Publish date: 27 June 2022

“Mam I’m gay”- mother and daughter share their journey of coming out together this Pride Month


Hello I'm Wendy Gordon, a secretary at the trust.

 I suppose the writing was on the wall from my daughter being tiny. She was always very tomboyish but so was I when I was a child. At a very young age, from being able to speak, she was adamant she wouldn’t wear pink and would only wear blue. When she was toilet training she would only pick underpants with Thomas the Tank Engine on or, at a push, blue knickers. I remember a story she told me when she was 4 years old about how when she grew up her and her wife would live in a lovely house and have a dog!

So it came as no surprise when she was 16 and finally told me she was gay. In fact, a lot of things finally clicked into place.  For the previous 2 years she had been very distant. Our relationship, which had always been brilliant, had deteriorated and I initially just put it down to her being a teenager. But as things got worse and her mental health deteriorated the school got in touch with me asking if I minded if they sent her to see the school counsellor. She initially wasn’t happy about this but I persuaded her to give it a try and it might help her feel better.

I was surprised when I got a call from the counsellor asking if she could come to our home to see me. I was nervous about what she was going to say. Was it me that was causing my daughters mental health decline? What had she confided in the counsellor that she couldn’t tell me?

The appointment was made and after the introductions the counsellor got straight to the point. Had I ever considered that my daughter was gay?  It was like a lightbulb moment. No, I hadn’t really thought about it but if she was then a lot of things made a lot of sense; only wearing underpants, the story about her having a wife, the fact she had only ever wanted to play football and most of her friends were boys.
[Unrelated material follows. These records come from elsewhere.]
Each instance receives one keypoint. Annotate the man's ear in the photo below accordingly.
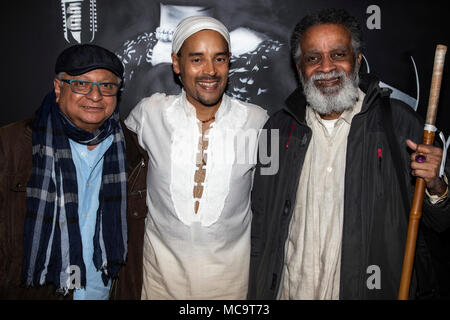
(176, 63)
(359, 58)
(57, 87)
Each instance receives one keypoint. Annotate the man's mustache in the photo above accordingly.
(209, 78)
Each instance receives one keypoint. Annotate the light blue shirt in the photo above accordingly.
(89, 166)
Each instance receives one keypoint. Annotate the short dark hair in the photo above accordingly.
(327, 16)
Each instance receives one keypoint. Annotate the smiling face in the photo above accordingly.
(203, 63)
(327, 50)
(89, 111)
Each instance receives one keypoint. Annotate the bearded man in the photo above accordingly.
(332, 223)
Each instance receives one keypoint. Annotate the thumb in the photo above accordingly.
(411, 144)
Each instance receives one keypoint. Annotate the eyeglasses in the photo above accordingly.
(85, 87)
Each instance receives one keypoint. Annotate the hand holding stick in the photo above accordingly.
(419, 190)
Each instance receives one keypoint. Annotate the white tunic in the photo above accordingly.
(313, 247)
(204, 255)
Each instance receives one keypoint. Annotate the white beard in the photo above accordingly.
(335, 99)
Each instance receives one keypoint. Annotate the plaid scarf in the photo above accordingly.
(52, 238)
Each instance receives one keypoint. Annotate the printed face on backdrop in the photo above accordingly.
(202, 65)
(328, 68)
(89, 111)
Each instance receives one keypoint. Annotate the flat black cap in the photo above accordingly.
(82, 58)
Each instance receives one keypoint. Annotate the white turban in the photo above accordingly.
(187, 27)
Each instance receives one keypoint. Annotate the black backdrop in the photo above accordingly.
(33, 35)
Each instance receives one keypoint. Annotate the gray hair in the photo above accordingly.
(327, 16)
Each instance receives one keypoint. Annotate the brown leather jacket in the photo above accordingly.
(15, 170)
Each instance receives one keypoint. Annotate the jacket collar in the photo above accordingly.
(295, 104)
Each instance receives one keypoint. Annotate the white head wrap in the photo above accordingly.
(187, 27)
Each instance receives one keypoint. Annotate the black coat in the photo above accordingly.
(375, 221)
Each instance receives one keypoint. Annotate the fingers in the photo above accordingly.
(412, 145)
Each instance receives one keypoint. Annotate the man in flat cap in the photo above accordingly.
(202, 146)
(63, 196)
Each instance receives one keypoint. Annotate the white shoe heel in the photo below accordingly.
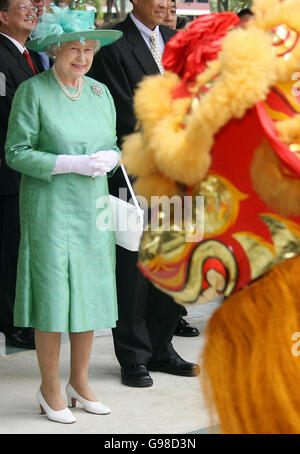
(64, 416)
(96, 408)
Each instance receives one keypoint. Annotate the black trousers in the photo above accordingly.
(147, 317)
(9, 248)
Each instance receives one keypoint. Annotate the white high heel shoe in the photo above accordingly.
(64, 416)
(91, 407)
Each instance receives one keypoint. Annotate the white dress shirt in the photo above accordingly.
(146, 32)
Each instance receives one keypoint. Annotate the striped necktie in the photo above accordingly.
(155, 51)
(28, 58)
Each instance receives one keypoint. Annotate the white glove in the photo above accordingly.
(81, 164)
(106, 158)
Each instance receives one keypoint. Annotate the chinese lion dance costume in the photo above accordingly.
(224, 122)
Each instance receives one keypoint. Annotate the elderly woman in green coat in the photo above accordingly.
(62, 139)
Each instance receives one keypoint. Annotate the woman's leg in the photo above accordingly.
(48, 348)
(81, 346)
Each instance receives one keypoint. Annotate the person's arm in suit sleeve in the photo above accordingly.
(22, 136)
(8, 90)
(108, 68)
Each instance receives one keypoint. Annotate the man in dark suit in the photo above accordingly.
(147, 317)
(17, 20)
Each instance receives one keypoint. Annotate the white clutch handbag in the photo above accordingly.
(128, 219)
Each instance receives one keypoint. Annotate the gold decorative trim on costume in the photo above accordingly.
(284, 41)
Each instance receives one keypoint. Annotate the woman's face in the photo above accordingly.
(74, 59)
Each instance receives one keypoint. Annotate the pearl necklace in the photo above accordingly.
(73, 97)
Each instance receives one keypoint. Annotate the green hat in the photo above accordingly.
(63, 24)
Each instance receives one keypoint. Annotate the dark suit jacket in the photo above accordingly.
(121, 66)
(14, 67)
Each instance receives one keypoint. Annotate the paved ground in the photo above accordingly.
(174, 405)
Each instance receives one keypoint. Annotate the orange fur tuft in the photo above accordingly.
(249, 369)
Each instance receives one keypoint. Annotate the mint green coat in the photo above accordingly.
(66, 268)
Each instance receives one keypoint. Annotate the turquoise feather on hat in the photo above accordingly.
(62, 24)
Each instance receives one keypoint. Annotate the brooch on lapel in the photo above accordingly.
(96, 89)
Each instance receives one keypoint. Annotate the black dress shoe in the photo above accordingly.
(21, 338)
(136, 375)
(175, 365)
(184, 329)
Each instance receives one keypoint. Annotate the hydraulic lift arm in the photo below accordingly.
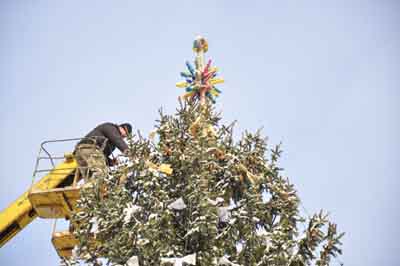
(20, 213)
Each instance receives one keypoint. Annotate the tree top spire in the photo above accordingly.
(201, 79)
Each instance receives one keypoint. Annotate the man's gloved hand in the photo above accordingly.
(113, 161)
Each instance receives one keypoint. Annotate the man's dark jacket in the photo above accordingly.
(107, 137)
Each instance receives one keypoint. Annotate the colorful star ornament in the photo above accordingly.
(199, 81)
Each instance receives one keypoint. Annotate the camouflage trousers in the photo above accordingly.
(91, 161)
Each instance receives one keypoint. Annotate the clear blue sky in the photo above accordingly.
(323, 79)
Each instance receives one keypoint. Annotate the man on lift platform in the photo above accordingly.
(93, 151)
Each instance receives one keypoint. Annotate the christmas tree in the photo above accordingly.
(189, 194)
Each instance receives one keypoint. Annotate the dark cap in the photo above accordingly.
(127, 127)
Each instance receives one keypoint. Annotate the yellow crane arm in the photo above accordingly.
(20, 213)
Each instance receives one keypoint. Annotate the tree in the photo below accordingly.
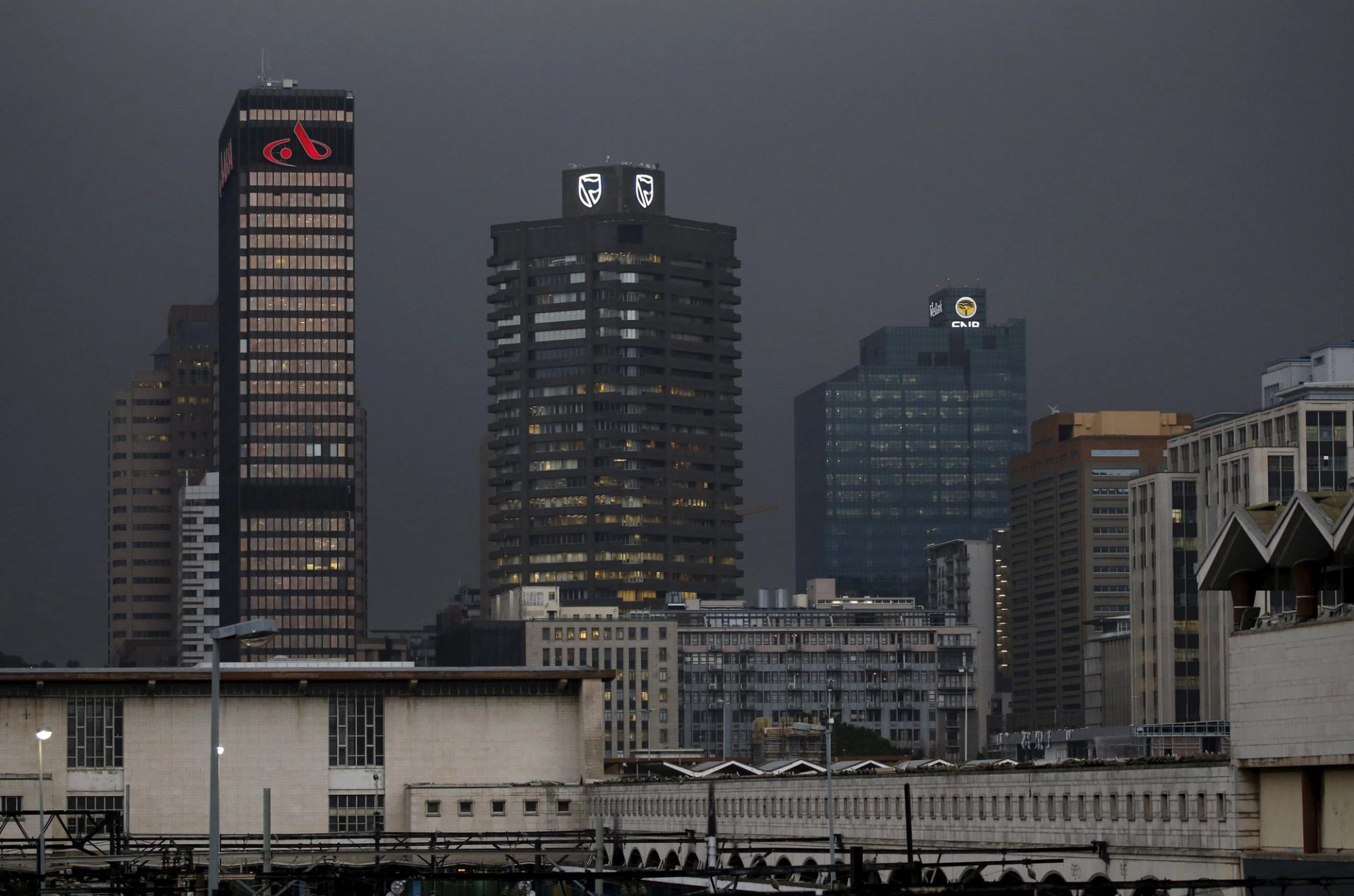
(855, 741)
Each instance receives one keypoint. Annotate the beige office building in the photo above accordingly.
(1068, 548)
(640, 707)
(1299, 441)
(161, 428)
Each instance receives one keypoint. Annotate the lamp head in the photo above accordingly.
(251, 634)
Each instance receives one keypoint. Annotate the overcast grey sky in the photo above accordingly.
(1162, 190)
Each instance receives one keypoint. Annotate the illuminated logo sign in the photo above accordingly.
(965, 307)
(590, 190)
(278, 152)
(645, 190)
(228, 164)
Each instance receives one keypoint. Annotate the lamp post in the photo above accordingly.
(831, 831)
(965, 670)
(42, 816)
(248, 634)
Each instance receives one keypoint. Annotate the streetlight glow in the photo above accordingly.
(251, 634)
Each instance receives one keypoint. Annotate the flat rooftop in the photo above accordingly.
(298, 672)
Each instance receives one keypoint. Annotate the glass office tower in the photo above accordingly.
(293, 543)
(909, 448)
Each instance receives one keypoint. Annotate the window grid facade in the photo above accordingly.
(356, 812)
(291, 448)
(80, 826)
(908, 448)
(94, 732)
(611, 459)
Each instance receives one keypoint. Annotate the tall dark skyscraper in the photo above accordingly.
(909, 448)
(612, 466)
(161, 435)
(293, 547)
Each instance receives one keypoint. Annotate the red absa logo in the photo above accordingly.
(278, 152)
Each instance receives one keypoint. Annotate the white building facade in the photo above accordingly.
(200, 567)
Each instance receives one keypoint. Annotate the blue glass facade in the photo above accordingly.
(909, 448)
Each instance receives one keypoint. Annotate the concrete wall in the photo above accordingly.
(282, 744)
(870, 811)
(1292, 694)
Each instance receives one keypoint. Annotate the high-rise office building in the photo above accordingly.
(909, 448)
(200, 567)
(293, 544)
(965, 578)
(161, 428)
(614, 428)
(1068, 550)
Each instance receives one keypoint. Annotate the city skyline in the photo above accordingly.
(1118, 281)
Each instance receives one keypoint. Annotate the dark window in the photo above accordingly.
(356, 730)
(94, 732)
(79, 826)
(355, 812)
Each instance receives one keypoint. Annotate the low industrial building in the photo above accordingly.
(344, 747)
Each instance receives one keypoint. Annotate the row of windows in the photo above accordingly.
(317, 283)
(466, 809)
(290, 221)
(1006, 807)
(295, 200)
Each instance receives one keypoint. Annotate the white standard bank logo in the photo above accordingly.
(645, 190)
(590, 190)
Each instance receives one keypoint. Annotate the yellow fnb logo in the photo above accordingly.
(965, 307)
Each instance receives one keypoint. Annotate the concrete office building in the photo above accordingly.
(1298, 441)
(161, 431)
(1284, 573)
(909, 448)
(641, 706)
(962, 577)
(531, 625)
(1068, 548)
(897, 672)
(614, 434)
(293, 490)
(1326, 370)
(200, 567)
(1105, 668)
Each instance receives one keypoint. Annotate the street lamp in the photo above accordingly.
(967, 670)
(248, 634)
(831, 828)
(42, 815)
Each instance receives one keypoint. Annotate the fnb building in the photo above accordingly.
(293, 535)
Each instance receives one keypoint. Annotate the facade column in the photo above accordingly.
(1243, 594)
(1307, 578)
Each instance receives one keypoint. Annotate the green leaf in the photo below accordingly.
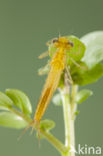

Needless to say teatime that evening was a bit strange. Did I bring it up first? Did I wait for her to speak to me? The last thing I wanted to do was push her further away. But over a bowl of ice cream my daughter told me she was gay, had never been interested in boys and was I disappointed in her?  There were tears, I won’t lie, from both of us but I have never been more proud of her than I was at that moment. She knew exactly who she was and exactly what she wanted and at 16 I thought that was amazing. The sad thing was that she thought she couldn’t tell me. We sat and had a good chat about everything. Turns out she was a lot more well informed than I was and was happy to answer my questions. The night ended with a massive hug and me telling her that I didn’t mind what her sexual orientation was, she will always be my baby and I would love her whatever the future would hold and whatever came our way we would handle it together.

So fast forward 9 years. She continues to make me proud every day. She went on to get fabulous GCSE and BTECH results. She went to university and left with a degree in drama and is now undergoing deputy manager training for the firm she works for. Our relationship is now amazing and I can’t believe she ever thought I would stop loving her just because she preferred to have a girlfriend. I have had some people ask me if I’m disappointed because she’s not “normal”! You can imagine the response I give to them.

So what’s it like being the parent of a gay child? Just as fabulous and wonderful as being the parent of any child but I think I have just a tiny bit more admiration for my amazing little girl who has turned into the most phenomenal young woman who I am so proud to be Mam to.